Reporter: Ghina Ghaliya Quddus | Editor: Sanny Cicilia
KONTAN.CO.ID - JAKARTA. Dalam satu hingga tiga bulan ke depan, volatilitas rupiah diperkirakan bakal empat kali lebih tinggi dibanding volatilitas rupiah di tahun 2017.
Chief Economist PT Bank CIMB Niaga Adrian Panggabean memperkirakan, volatilitas di pasar valas rupiah bakal berlangsung sampai akhir September 2018. Khususnya mulai akhir Agustus atau dua minggu menjelang kenaikan suku bunga The Fed berikutnya yang diprediksi oleh pasar.
“Untuk tahun 2018 kami tetap melihat volatilitas rupiah akan berada di 350 pips, atau 4 kali lebih tinggi dibanding volatilitas rupiah di tahun 2017,” kata Adrian dalam laporannya yang dikutip KONTAN, Selasa (31/7).
Pertama, ia menjelaskan, data menunjukkan bahwa sampai dengan akhir Juni 2018 neraca bank sentral Amerika Serikat hanya turun sebanyak US$ 145 miliar dalam enam bulan.
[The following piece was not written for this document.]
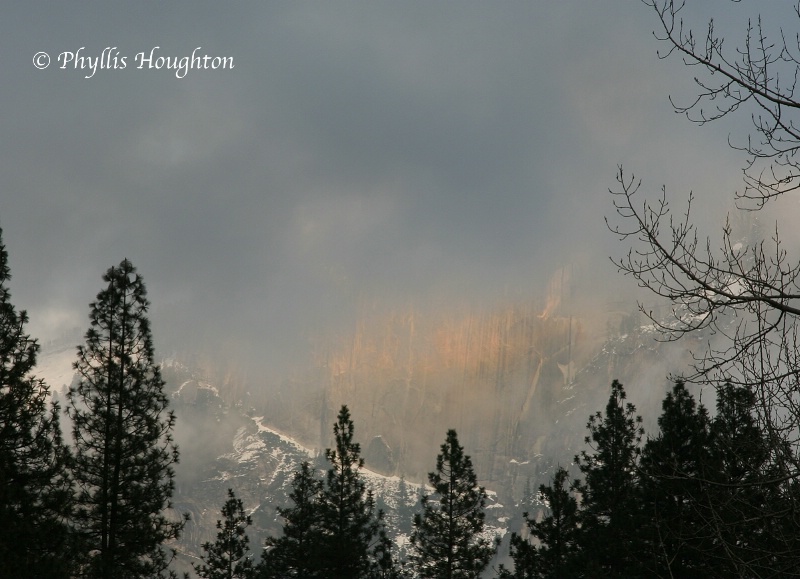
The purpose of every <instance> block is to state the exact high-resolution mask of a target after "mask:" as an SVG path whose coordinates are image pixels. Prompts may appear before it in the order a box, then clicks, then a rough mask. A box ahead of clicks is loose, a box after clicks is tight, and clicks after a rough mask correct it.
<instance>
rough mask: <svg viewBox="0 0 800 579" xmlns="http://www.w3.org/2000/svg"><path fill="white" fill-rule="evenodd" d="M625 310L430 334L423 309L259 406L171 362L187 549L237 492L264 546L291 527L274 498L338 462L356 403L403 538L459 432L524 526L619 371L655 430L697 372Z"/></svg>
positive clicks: (183, 547) (181, 495)
mask: <svg viewBox="0 0 800 579" xmlns="http://www.w3.org/2000/svg"><path fill="white" fill-rule="evenodd" d="M613 321H614V323H613V325H612V324H610V325H609V329H607V331H606V332H605V335H603V336H602V337H598V335H597V332H589V331H588V330H586V324H585V322H583V321H582V320H580V319H578V318H574V317H572V316H567V315H563V314H559V312H558V308H557V307H556V306H553V305H552V304H550V305H548V307H547V308H545V309H544V310H542V309H536V308H533V307H529V308H519V307H517V308H508V309H504V310H501V311H499V312H496V313H494V314H487V315H483V316H480V317H467V318H464V319H461V320H460V321H453V320H449V321H448V320H444V321H436V320H434V321H428V328H427V329H426V330H425V331H423V328H422V325H423V324H422V322H420V321H418V320H415V319H414V318H413V316H412V317H408V316H406V317H402V316H400V317H396V318H394V319H393V320H391V321H390V322H391V323H389V325H388V326H377V327H378V328H379V329H380V331H379V332H377V334H373V333H370V332H368V331H367V330H366V329H364V330H363V334H362V335H360V336H358V337H357V339H354V340H353V341H352V342H351V344H350V346H348V347H347V348H345V349H344V350H342V353H341V354H330V355H329V357H328V358H327V359H326V361H325V363H324V365H322V366H321V367H320V368H316V369H314V370H313V371H312V372H311V373H310V375H311V376H312V377H311V378H309V377H306V378H303V379H302V380H299V381H295V382H292V381H287V382H286V383H284V384H283V385H281V386H280V387H279V388H278V389H277V391H274V390H273V391H271V392H270V393H269V396H270V397H271V400H272V403H266V402H265V401H262V402H258V401H254V400H250V402H251V403H248V404H249V405H251V406H256V408H251V409H250V410H247V408H246V406H248V405H246V404H243V403H241V402H240V401H239V400H238V399H237V398H236V397H235V396H231V395H230V393H229V392H225V391H223V390H224V388H223V387H215V386H214V385H212V384H211V383H209V381H207V380H203V379H198V378H197V377H194V376H192V373H191V372H190V371H189V370H188V369H186V368H180V367H178V366H177V365H176V366H173V367H171V368H165V369H164V375H165V378H167V379H168V382H169V383H170V384H172V385H173V390H174V394H173V400H172V402H173V407H174V408H175V410H176V413H177V415H178V430H177V431H176V438H177V440H178V443H179V444H180V447H181V464H180V465H178V469H177V470H178V489H177V491H178V492H177V493H176V497H175V501H174V502H175V507H176V509H177V510H178V511H181V512H189V513H191V516H192V521H191V522H190V523H189V524H188V525H187V528H186V532H185V534H184V537H183V538H182V539H181V542H180V544H179V549H180V551H181V553H182V557H184V559H185V560H188V558H191V557H192V556H197V555H199V553H200V552H201V550H200V545H201V544H202V543H203V542H205V541H209V540H213V539H214V534H215V530H214V527H215V524H216V521H217V519H218V518H219V517H220V514H219V510H220V508H221V505H222V503H223V502H224V499H225V495H226V492H227V489H228V488H233V489H234V490H235V492H236V494H237V496H238V497H239V498H241V499H242V500H243V501H244V504H245V507H246V509H247V510H248V512H249V513H250V514H251V516H252V518H253V521H254V526H253V529H252V533H251V541H252V546H253V551H254V552H255V553H256V556H258V553H260V550H261V545H262V544H263V538H264V537H266V536H267V535H278V534H279V533H280V531H281V525H282V521H280V520H279V519H278V518H277V516H276V512H275V507H276V506H284V505H287V504H288V498H287V496H288V492H289V489H290V484H291V478H292V474H293V473H294V471H295V470H296V469H297V468H298V466H299V464H300V463H301V462H302V461H304V460H308V461H311V462H312V464H314V465H315V467H316V468H318V469H319V470H320V471H324V470H325V469H326V468H327V465H326V464H325V459H324V449H325V448H326V447H330V446H332V444H333V437H332V433H331V427H332V424H333V420H334V418H335V413H336V410H337V409H338V408H339V406H341V405H342V404H347V405H348V407H349V408H350V410H351V413H352V416H353V420H354V422H355V426H356V437H357V440H358V441H360V442H361V444H362V449H363V453H362V455H363V456H364V458H365V461H366V467H367V468H366V469H365V471H364V475H365V476H366V477H367V479H368V481H369V484H370V485H371V487H372V488H373V490H374V492H375V495H376V501H377V504H378V506H379V507H380V508H383V509H384V510H385V511H386V512H387V521H388V522H389V526H390V534H391V536H392V537H393V538H394V539H395V542H396V544H397V545H399V546H400V547H401V548H403V546H404V545H406V544H407V540H408V536H409V534H410V530H411V520H412V518H413V514H414V512H416V511H417V510H418V509H417V505H418V498H419V494H420V492H421V484H424V483H425V482H426V480H427V478H426V475H427V473H428V472H429V471H430V470H432V469H433V467H434V465H435V457H436V454H437V452H438V450H439V446H440V444H441V442H442V441H443V440H444V436H445V432H446V430H447V429H448V428H456V429H457V430H458V432H459V439H460V440H461V441H462V443H463V444H464V446H465V449H466V452H467V454H469V455H470V456H472V458H473V464H474V466H475V471H476V474H477V476H478V479H479V483H480V484H481V485H483V486H486V487H487V488H488V489H492V491H493V492H492V493H491V494H490V496H491V498H492V503H491V504H490V505H489V508H488V509H487V521H488V522H489V524H490V525H491V528H492V532H493V533H495V532H496V533H498V534H505V532H506V529H508V530H509V531H519V530H520V528H519V526H520V524H521V513H522V511H523V510H527V511H528V512H530V513H531V514H535V513H536V511H537V510H538V509H540V508H541V505H539V504H538V503H536V501H535V497H533V496H532V494H533V493H531V492H530V489H536V488H538V486H539V484H542V483H548V482H549V479H550V476H551V475H552V472H553V469H554V467H555V466H556V465H557V464H561V465H565V466H568V465H569V464H570V463H571V462H572V457H574V456H575V454H576V453H577V452H578V451H580V450H581V449H582V448H583V440H584V437H585V435H586V422H587V418H588V417H589V416H590V415H591V414H594V413H595V412H597V411H598V410H602V409H603V407H604V405H605V402H606V401H607V398H608V394H609V388H610V384H611V381H612V380H613V379H619V380H620V381H621V382H622V383H623V384H624V385H625V387H626V391H627V393H628V399H629V401H631V402H632V403H634V404H635V405H636V406H637V408H638V410H639V411H640V412H641V413H642V414H643V415H644V416H645V426H646V427H647V425H648V417H654V416H655V415H656V414H657V412H658V410H659V406H660V402H661V400H662V398H663V396H664V393H665V392H666V391H667V390H668V388H669V387H670V384H669V382H668V380H667V375H668V374H669V373H670V372H671V371H673V372H674V371H678V372H679V371H680V370H681V369H683V368H685V367H686V361H687V352H686V350H685V348H684V345H683V344H681V345H680V346H681V347H680V348H678V347H676V346H675V345H674V344H664V343H659V342H656V341H654V340H653V336H652V333H651V329H650V328H648V327H646V326H641V325H640V324H639V323H638V320H637V318H636V316H635V315H633V314H625V313H624V312H623V313H622V314H620V315H617V316H616V317H615V318H614V320H613ZM376 336H378V337H376ZM653 422H654V421H653V420H651V421H650V424H652V423H653ZM576 474H577V473H576ZM501 553H502V554H505V553H507V547H501Z"/></svg>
Kesemuanya memunculkan dugaan bahwa neraca bank sentral AS memang masih dijaga relatif gemuk dibandingkan dengan target awal The Fed itu sendiri.
Implikasi yang ia tangkap dari kedua hal di atas adalah pada prospek nilai dolar (DXY) di kuartal III-2018, yang kemungkinan besar akan tetap berada di rentang 93-96. Rentang DXY yang selebar itu membuka kemungkinan akan tetap tingginya volatilitas di pasar valas rupiah sampai akhir September 2018.
Kedua, sejak kenaikan 7DRRR sebanyak 100 bps, obligasi non-benchmark telah naik. Namun, yield obligasi tenor 10-tahun tetap bertahan di kisaran 7,5 – 7,8%. Masih terjadinya outflow dari dana/investasi asing di pasar obligasi kemungkinan besar disebabkan oleh belum yakinnya investor asing akan sikap terhadap bias kebijakan suku bunga dari bank sentral. Faktor flow ini, menurut Adrian, berperan besar dalam menekan kurs rupiah.
Ketiga, selain faktor DXY dan faktor arus dana atau investasi asing, ia melihat ada tiga faktor tambahan yang berpengaruh langsung terhadap kurs rupiah. Pertama, dinamika ekonomi China dan kurs Yuan (CNY). Imbas langsung dari pelemahan CNY adalah pada competitive depreciation pada mata uang banyak negara di Asia, termasuk rupiah.
Kedua, berasal dari pergerakan harga minyak dunia. Data historis menunjukkan bahwa setiap terjadi episode di mana jarak antara harga minyak dunia dengan harga BBM dalam negeri melebar ujungnya adalah pelemahan rupiah.
Ketiga, prospek melebarnya defisit transaksi berjalan (current account deficit) yang disumbang oleh kegiatan proyek infrastruktur. Adrian memperkirakan, defisit transaksi berjalan tahun 2018 di angka 2,4% dari PDB. Adapun ia memperkirakan defisit fiskal di angka 2,4% dari PDB.
“Defisit ganda di kedua neraca ini berpotensi menekan kurs rupiah di sisa tahun 2018,” ucapnya.